Ionic liquids (ILs) and deep eutectic solvents (DES), emerging in recent years, are green solvents to replace the traditional organic solvent for lignocellulosic pretreatment and biorefinery due to their excellent performance: low vapor pressure, good stability, recyclability, structure tunability, ...etc¹. Rapid design and discovery of suitable ILs or DES for lignocellulosic pretreatment demands knowing the solvation properties and solvatochromic parameters. Kamlet and Taft put forward solvatochromic parameters to describe the polarity. They are hydrogen bond acidity (α), hydrogen bond basicity (β), and dipolarity/polarizability effects (Ï€*). Solvatochromic parameters can interpret the relationship between DESs’ properties and the efficiency of lignin fractionation, as well as the prediction of lignin solubility. Computational software has been reported and proven useful tools to predict the solvatochromic parameters of various ILs and DES². Conductor-like Screening Model for Real Solvents (COSMO-RS) was used to predict the thermodynamic properties of fluids based on the quantum chemistry. Although there have been some studies on the prediction of solvatochromic parameters of ILs or DES based on COSMO-RS calculation, it is still a huge challenge to build a reliable computational model with sufficient data to predict the three solvation parameters.

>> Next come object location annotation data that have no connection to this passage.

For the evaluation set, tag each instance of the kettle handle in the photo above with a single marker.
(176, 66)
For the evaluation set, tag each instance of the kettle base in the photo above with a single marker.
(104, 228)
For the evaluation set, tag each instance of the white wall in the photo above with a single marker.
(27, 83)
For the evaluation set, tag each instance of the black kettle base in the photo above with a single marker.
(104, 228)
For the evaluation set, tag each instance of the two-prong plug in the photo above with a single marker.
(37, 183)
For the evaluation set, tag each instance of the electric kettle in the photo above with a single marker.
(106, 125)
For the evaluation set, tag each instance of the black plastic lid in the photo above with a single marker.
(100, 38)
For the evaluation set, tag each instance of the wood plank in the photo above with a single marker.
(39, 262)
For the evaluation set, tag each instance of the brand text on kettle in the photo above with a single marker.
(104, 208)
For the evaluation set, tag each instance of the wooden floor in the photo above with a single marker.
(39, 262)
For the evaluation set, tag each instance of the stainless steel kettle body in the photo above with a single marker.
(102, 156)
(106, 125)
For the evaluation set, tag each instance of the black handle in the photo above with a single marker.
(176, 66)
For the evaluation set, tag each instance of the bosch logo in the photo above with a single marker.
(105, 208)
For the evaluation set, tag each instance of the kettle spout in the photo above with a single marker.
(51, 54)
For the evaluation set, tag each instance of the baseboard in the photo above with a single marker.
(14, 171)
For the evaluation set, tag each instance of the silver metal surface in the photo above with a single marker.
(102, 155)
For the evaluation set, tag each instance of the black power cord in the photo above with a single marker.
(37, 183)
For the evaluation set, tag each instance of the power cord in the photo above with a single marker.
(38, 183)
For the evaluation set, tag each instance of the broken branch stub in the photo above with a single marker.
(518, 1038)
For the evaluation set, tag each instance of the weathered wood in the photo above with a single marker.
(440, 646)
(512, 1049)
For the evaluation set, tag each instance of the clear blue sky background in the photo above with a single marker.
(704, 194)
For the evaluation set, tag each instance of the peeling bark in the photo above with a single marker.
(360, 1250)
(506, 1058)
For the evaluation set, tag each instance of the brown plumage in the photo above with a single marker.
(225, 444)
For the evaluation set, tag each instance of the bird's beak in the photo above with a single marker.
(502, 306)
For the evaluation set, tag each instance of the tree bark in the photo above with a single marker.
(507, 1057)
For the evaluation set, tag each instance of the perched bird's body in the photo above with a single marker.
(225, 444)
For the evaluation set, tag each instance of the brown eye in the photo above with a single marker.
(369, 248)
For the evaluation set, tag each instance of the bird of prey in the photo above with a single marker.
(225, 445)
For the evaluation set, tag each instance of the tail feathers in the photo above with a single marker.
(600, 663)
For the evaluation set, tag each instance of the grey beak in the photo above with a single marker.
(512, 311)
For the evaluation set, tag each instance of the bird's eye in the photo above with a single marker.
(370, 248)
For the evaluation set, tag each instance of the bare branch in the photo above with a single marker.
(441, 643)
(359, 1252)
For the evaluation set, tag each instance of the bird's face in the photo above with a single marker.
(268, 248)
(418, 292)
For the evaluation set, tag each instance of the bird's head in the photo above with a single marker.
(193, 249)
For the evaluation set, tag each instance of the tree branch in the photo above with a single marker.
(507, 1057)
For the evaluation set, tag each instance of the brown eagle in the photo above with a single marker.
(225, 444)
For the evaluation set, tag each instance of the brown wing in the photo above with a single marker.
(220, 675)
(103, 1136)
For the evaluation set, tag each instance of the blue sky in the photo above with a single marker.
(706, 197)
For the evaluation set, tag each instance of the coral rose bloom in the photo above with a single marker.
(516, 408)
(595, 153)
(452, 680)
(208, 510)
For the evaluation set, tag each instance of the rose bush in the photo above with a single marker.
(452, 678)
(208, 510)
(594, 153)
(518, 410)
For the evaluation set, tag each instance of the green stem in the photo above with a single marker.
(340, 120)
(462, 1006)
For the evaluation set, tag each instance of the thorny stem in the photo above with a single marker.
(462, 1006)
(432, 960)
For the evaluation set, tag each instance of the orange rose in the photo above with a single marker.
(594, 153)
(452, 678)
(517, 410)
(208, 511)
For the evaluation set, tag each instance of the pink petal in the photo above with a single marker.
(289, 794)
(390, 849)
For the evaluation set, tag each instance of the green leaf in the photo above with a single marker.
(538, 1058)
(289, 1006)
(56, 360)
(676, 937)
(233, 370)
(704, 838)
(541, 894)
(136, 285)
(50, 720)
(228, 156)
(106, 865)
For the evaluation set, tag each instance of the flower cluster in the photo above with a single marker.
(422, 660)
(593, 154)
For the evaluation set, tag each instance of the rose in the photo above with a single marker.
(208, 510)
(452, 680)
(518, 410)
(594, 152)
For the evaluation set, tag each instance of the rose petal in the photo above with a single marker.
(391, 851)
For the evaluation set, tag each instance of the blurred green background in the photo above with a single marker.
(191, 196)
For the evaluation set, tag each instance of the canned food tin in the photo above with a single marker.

In this work, for the first time, three solvation parameters of ILs and DESs are predicted together by machine learning and COSMO-RS calculations. The Kamlet−Taft solvatochromic parameters experimental data of 175 common organic solvents, 214 ILs, and 110 DESs were collected, and the COSMO-RS descriptor (Sσ-profiles descriptor) of each compound was defined and calculated, neural network fitting app of MATLAB was used to fit the data. A reliable model to predict the solvation parameters of ILs and DESs was developed in the final. Experimental tests of the solvation parameters of synthesized ILs and DES further verify the reliability of the machine-learning model. A novel DES with higher α and β was designed and synthesized based on the neural network model. The novel DES showed high corn stover pretreatment efficiency and lignin removal rate, the pretreated corn stover was easy to enzymolysis and produce polyhydroxyalkanoates by engineered Pseudomonas putida KT2440³. Overall, improving lignocellulosic waste valorization to bioproducts by employing novel DES pretreatments provided a sustainable biorefinery process. Machine learning and sufficient experimental data ensure the reliability of the model established, which not only predicts and designs the DES for lignocellulosic biorefinery but also has great potential application in the design and selection of subsequent functional ILs and DES.

1. Yuan, J. S.; Pavlovich, M. J.; Ragauskas, A. J.; Han, B. X., Biotechnology for a sustainable future: biomass and beyond. Trends Biotechnol 2022, 40 (12), 1395-1398.
2. Wojeicchowski, J. P.; Abranches, D. O.; Ferreira, A. M.; Mafra, M. R.; Coutinho, J. A. P., Using COSMO-RS to Predict Solvatochromic Parameters for Deep Eutectic Solvents. Acs Sustainable Chemistry & Engineering 2021, 9 (30), 10240-10249.
3. Liu, Z. H.; Hao, N. J.; Wang, Y. Y.; Dou, C.; Lin, F. R.; Shen, R. C.; Bura, R.; Hodge, D. B.; Dale, B. E.; Ragauskas, A. J.; Yang, B.; Yuan, J. S., Transforming biorefinery designs with 'Plug-In Processes of Lignin' to enable economic waste valorization. Nat Commun 2021, 12 (1).